In today’s Epistle lesson, Paul tells all who have been baptized: You have put off sin and put on Christ! You have laid aside your old self and been created anew. How? Not by any virtue in the water itself, nor by any authority in the minister who pours it, but by the cleansing merit of Jesus’ blood and the life-giving power of His Word.
Then Paul tells the Ephesians to lay aside falsehood, to speak truth to each other as members of one another. So when we gather to hear God’s truth proclaimed, we are being built together into one body under Christ the Head. As for those who are about to eat Christ’s body and blood, “You are what you eat.” Not even our keenest minds can grasp how it is that He is in us AND we are in Him, in communion as one body and yet eating His body and being filled with His blood. He does not ask you to understand, but to say “Amen.” For it’s not just a figure of speech when Paul says we are “one body in Christ, and individually members one of another” (Romans 12:5).
Paul tells the Ephesians to “Be angry, and yet do not sin; do not let the sun go down on your anger.” Here Christ is telling all of you who have received Absolution that forgiveness is now the habitat in which you live, like the air a bird flies in, or the water a fish swims in. “Do not give the devil an opportunity” to puncture this life-support bubble of reconciliation by denying it to one another.
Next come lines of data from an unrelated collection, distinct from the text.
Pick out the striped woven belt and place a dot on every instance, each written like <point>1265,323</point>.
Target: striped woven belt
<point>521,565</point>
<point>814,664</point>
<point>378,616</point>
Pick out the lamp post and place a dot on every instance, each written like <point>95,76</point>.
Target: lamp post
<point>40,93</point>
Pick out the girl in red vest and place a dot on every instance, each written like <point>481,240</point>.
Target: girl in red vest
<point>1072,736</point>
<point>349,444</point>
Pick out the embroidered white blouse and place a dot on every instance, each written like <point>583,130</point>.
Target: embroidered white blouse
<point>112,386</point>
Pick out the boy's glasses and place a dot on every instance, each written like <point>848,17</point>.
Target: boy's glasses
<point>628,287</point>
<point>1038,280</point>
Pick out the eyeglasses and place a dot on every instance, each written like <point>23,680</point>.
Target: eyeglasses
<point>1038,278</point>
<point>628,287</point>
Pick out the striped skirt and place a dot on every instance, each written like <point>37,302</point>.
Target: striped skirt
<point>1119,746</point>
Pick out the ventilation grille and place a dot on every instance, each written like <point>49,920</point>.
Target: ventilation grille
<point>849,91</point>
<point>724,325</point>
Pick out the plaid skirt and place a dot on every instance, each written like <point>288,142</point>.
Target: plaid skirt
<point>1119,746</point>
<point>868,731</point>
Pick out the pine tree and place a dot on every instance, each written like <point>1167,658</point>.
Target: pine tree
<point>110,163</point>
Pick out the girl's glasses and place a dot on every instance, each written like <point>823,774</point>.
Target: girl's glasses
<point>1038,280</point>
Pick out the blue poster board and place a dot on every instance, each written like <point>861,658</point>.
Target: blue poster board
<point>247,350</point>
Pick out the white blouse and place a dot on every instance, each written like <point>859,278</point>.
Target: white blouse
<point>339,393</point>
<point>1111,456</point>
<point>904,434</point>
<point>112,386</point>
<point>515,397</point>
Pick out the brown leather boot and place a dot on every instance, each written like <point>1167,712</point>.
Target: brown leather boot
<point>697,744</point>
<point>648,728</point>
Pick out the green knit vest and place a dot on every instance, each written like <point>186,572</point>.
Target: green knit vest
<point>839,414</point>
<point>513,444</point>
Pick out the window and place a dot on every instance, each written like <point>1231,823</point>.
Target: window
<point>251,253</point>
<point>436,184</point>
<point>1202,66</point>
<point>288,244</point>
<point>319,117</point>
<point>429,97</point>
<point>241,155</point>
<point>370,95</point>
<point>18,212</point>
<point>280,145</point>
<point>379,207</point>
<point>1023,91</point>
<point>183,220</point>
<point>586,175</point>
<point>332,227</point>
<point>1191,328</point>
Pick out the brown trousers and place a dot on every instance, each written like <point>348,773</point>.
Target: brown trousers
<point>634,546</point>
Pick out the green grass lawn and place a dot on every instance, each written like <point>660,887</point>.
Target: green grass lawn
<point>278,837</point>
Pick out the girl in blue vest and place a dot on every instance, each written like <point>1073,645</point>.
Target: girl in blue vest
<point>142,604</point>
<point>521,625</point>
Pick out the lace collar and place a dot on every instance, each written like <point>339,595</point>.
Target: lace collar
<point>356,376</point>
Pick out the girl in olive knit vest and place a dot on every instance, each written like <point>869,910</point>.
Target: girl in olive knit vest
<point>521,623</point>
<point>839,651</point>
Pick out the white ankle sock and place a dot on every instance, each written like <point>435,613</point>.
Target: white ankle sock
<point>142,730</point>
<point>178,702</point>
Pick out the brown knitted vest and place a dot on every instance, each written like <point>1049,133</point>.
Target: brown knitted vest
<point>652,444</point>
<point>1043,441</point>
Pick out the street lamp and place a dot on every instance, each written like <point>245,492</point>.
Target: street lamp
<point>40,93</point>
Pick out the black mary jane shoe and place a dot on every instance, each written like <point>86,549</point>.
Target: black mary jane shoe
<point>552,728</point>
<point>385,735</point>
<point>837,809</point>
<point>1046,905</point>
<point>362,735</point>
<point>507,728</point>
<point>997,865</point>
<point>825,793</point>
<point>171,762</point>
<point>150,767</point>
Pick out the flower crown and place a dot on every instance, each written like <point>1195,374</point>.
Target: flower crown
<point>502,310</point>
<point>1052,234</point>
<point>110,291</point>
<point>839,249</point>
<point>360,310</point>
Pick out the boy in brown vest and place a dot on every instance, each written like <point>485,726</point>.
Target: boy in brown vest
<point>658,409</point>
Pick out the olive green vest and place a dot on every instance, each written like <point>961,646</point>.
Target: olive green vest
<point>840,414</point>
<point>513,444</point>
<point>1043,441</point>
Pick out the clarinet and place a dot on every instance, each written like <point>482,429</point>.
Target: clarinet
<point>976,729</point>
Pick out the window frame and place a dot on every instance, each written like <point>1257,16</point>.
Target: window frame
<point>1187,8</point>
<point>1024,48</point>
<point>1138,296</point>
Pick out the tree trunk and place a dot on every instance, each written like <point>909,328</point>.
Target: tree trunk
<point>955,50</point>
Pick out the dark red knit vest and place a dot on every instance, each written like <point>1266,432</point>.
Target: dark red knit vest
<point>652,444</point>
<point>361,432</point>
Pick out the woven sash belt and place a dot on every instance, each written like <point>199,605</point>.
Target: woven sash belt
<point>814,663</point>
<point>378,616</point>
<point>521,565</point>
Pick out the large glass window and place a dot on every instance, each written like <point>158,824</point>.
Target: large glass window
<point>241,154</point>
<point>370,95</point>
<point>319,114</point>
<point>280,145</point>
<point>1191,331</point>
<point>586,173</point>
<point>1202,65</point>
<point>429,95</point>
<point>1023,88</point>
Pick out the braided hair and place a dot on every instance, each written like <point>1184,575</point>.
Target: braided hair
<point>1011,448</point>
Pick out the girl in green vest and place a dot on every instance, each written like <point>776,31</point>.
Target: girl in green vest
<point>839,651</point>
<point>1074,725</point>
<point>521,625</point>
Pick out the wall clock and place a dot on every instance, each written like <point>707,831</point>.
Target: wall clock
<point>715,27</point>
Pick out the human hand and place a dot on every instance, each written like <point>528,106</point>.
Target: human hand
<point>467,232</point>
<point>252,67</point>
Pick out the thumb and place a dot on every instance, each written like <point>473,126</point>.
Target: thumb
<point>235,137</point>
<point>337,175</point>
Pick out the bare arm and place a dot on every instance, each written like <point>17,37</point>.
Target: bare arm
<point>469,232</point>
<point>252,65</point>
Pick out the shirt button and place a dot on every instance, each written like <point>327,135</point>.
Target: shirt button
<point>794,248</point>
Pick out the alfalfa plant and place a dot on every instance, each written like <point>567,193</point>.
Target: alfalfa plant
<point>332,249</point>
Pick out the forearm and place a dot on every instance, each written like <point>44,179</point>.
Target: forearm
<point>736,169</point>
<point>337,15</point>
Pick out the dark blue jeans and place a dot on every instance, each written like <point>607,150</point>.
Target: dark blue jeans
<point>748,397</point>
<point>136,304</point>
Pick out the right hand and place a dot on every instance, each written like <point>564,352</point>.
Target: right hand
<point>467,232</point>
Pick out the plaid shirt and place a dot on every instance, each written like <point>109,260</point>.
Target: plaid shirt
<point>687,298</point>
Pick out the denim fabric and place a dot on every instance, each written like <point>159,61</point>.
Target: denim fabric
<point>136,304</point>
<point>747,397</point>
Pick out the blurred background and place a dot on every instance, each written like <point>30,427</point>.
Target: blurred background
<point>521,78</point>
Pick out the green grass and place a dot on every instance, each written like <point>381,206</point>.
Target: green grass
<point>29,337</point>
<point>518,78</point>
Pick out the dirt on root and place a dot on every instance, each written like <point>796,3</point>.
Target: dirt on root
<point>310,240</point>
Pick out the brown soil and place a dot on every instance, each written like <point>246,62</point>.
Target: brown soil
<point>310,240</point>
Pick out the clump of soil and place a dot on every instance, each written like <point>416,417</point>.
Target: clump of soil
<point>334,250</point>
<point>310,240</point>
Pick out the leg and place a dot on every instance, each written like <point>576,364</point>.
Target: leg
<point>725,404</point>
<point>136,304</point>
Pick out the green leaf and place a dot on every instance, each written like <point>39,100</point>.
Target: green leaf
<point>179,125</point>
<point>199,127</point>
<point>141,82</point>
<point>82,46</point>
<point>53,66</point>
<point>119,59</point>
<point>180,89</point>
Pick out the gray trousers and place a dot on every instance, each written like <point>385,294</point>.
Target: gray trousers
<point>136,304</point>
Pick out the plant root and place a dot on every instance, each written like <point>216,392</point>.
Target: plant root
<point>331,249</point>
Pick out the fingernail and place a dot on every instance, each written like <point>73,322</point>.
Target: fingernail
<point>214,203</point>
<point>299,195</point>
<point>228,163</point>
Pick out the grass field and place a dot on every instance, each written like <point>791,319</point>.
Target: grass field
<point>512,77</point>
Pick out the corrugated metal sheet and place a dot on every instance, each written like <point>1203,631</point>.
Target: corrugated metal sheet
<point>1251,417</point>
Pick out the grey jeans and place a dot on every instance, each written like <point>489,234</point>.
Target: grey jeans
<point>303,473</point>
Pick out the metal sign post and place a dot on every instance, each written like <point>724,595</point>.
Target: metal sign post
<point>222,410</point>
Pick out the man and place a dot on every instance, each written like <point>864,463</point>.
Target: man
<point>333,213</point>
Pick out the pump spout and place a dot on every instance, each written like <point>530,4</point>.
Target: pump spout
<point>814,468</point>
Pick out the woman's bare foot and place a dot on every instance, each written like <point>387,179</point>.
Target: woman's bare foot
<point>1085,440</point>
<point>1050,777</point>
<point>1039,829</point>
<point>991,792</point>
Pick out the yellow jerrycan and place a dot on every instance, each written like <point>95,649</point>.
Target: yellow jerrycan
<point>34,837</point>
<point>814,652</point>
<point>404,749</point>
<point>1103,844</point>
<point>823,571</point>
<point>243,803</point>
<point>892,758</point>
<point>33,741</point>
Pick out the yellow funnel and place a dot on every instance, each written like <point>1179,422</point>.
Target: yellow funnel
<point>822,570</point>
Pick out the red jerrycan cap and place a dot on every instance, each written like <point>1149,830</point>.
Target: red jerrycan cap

And finally, “Let him who steals steal no longer; but rather let him labor, performing with his own hands what is good, in order that he may have something to share with him who has need.” This command from Paul’s pen is not a prescription for how to become cured of the disease of sin, or instructions in how to become pleasing to God. He has already looked into your sinful heart. He has already said, “Take courage, my son, your sins are forgiven”—which is as much as saying, “Do not be afraid, little flock, for your Father has chosen gladly to give you the kingdom” (Luke 12:32). He has given it all to you up front, freely, purely out of love. He has given you a new heart and prepared for you a new path. Therefore Paul urges you to do “what is good” so that you may become a new Bethel, a living pillar founded on Christ, showing the world that, indeed, “the Lord is in this place.”